# My Chloe



## Tiikiri (Feb 18, 2011)

This was my Chloe, she was 6 years old. I lost her in a divorce 2 years ago. My vindictive X refused to ship her to me, even though I was paying the air fare.
I met Chloe while walking my old Doberman, Mercury. She came from a field in our neighborhood at dusk. She was a bold little kitten, who walked right up to the dog. I petted her for a bit, and she proceeded to follow us home. She made me an offer I could not refuse and the rest was history. I miss her, and wish I could have gotten her back from him.
I worry about her and always pray that she was not dumped at a shelter. I know she is still out there somewhere and I think of her often.


----------



## OctoberinMaine (Sep 12, 2006)

Chloe is so beautiful. Do you think your ex is treating her well?


----------



## Tiikiri (Feb 18, 2011)

October said:


> Chloe is so beautiful. Do you think your ex is treating her well?
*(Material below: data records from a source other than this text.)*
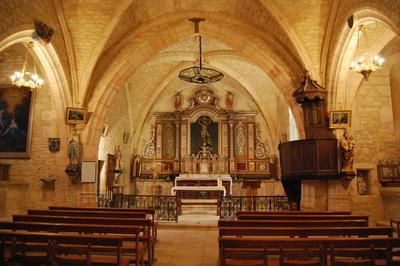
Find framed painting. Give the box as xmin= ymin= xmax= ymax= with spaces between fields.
xmin=0 ymin=85 xmax=35 ymax=158
xmin=66 ymin=107 xmax=86 ymax=124
xmin=329 ymin=110 xmax=351 ymax=129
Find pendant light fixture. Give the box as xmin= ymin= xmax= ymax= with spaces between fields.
xmin=178 ymin=18 xmax=224 ymax=84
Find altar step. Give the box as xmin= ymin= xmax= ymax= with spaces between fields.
xmin=180 ymin=199 xmax=218 ymax=214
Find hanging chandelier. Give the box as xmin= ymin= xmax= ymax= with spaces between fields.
xmin=10 ymin=42 xmax=44 ymax=90
xmin=178 ymin=18 xmax=224 ymax=84
xmin=350 ymin=24 xmax=384 ymax=81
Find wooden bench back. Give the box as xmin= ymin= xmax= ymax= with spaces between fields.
xmin=0 ymin=230 xmax=124 ymax=265
xmin=219 ymin=236 xmax=400 ymax=250
xmin=237 ymin=214 xmax=369 ymax=222
xmin=27 ymin=209 xmax=147 ymax=219
xmin=0 ymin=221 xmax=141 ymax=238
xmin=219 ymin=226 xmax=393 ymax=238
xmin=218 ymin=219 xmax=368 ymax=227
xmin=236 ymin=210 xmax=351 ymax=216
xmin=49 ymin=206 xmax=155 ymax=215
xmin=13 ymin=214 xmax=152 ymax=227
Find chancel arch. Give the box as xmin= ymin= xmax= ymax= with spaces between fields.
xmin=85 ymin=14 xmax=307 ymax=148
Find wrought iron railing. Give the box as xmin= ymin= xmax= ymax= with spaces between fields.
xmin=218 ymin=196 xmax=289 ymax=220
xmin=98 ymin=194 xmax=179 ymax=222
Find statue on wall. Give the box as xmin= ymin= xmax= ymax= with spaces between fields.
xmin=133 ymin=154 xmax=141 ymax=177
xmin=115 ymin=145 xmax=122 ymax=170
xmin=340 ymin=132 xmax=355 ymax=173
xmin=174 ymin=92 xmax=182 ymax=111
xmin=226 ymin=91 xmax=234 ymax=110
xmin=67 ymin=130 xmax=80 ymax=165
xmin=65 ymin=129 xmax=81 ymax=183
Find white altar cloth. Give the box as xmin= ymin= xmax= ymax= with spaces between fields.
xmin=174 ymin=174 xmax=232 ymax=194
xmin=171 ymin=186 xmax=226 ymax=196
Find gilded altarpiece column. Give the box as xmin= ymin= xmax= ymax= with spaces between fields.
xmin=228 ymin=118 xmax=235 ymax=173
xmin=248 ymin=123 xmax=255 ymax=172
xmin=174 ymin=119 xmax=180 ymax=171
xmin=222 ymin=122 xmax=229 ymax=157
xmin=156 ymin=124 xmax=163 ymax=159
I sincerely hope so. I do not think that he would harm an animal. He may dump one if it is not convenient. 
I put a clause in our divorce contract that if at ANY time in her life he did not have the financial means to take care of her I would take her back and pay shipping. He first said he did not want her, and then changed his mind and insisted on keeping her. I asked repeatedly to have her sent to me but it did not happen.
And she was beautiful. She loved to be combed and brushed. Would lay there for an hour if I had the time!


----------



## my5kitties (Sep 13, 2005)

Tiikiri said:


> I sincerely hope so. I do not think that he would harm an animal. He may dump one if it is not convenient.
> *I put a clause in our divorce contract that if at ANY time in her life he did not have the financial means to take care of her I would take her back and pay shipping.* He first said he did not want her, and then changed his mind and insisted on keeping her. I asked repeatedly to have her sent to me but it did not happen.
> And she was beautiful. She loved to be combed and brushed. Would lay there for an hour if I had the time!


If you want to, maybe you could go back to court and have the clause changed so that he *HAS* to give Chloe back to you. And if he refuses, he would be in contempt of court and be fined. Just a suggestion. If Chloe were my girl, that's what I'd do. She's so pretty. :love2


----------



## OwnedByIsis (Jun 21, 2011)

What a sweet cat. I love her markings. I think the name Chloe suits her.

I hope you are able to come to some peace of mind in this situation.


----------



## necro1134 (Jun 20, 2011)

shes beautiful


----------



## cooncatbob (May 27, 2011)

She's gorgeous, I would offer to buy her from him and pick her up in person.
That's just me,I don't know your back story but I would never have left my cat behind in the first place.
My ex left her cat behind and has never inquired about her since.


----------



## konstargirl (Feb 4, 2011)

Aww! She is very pretty. ^^ MY parents are filing for a divorce, but it's not effecting me in any way. They were married for 33 years.


----------



## Morquinn (May 2, 2011)

Boy, sounds like he only held on to her cuz he knew how much she meant to you..evil. Maybe someday you two will be reunited, she is definately a stunner!


----------



## Abbie (Jan 13, 2011)

She is beautiful. I'm sorry to hear about the situation. If you know where your ex lives, turn up at his house and demand to see her.

I've told my OH that if we ever break up, the girls are mine!


----------



## Tiikiri (Feb 18, 2011)

I wish it were that simple. I have no clue where he lives or any information about him. I don't care to re-hash the circumstances in which I left. 
I miss Chloe, and I miss the ones that have passed. I hope she has a good, long life wherever she is.


----------



## cooncatbob (May 27, 2011)

Tiikiri said:


> I wish it were that simple. I have no clue where he lives or any information about him. I don't care to re-hash the circumstances in which I left.
> I miss Chloe, and I miss the ones that have passed. I hope she has a good, long life wherever she is.


You don't have any way of contacting him, even through another person who could act as a middle man?
If you know his SS number it would be easy to track him down with a people finding service and it's probably possible to find him anyway depending on how badly you want to find him.
Now I don't know how much time has passed, if my ex asked for her cat after 10 years I'd refuse.


----------



## Jan Rebecca (Oct 14, 2010)

Chloe is so beautiful - I can understand why you miss you!


----------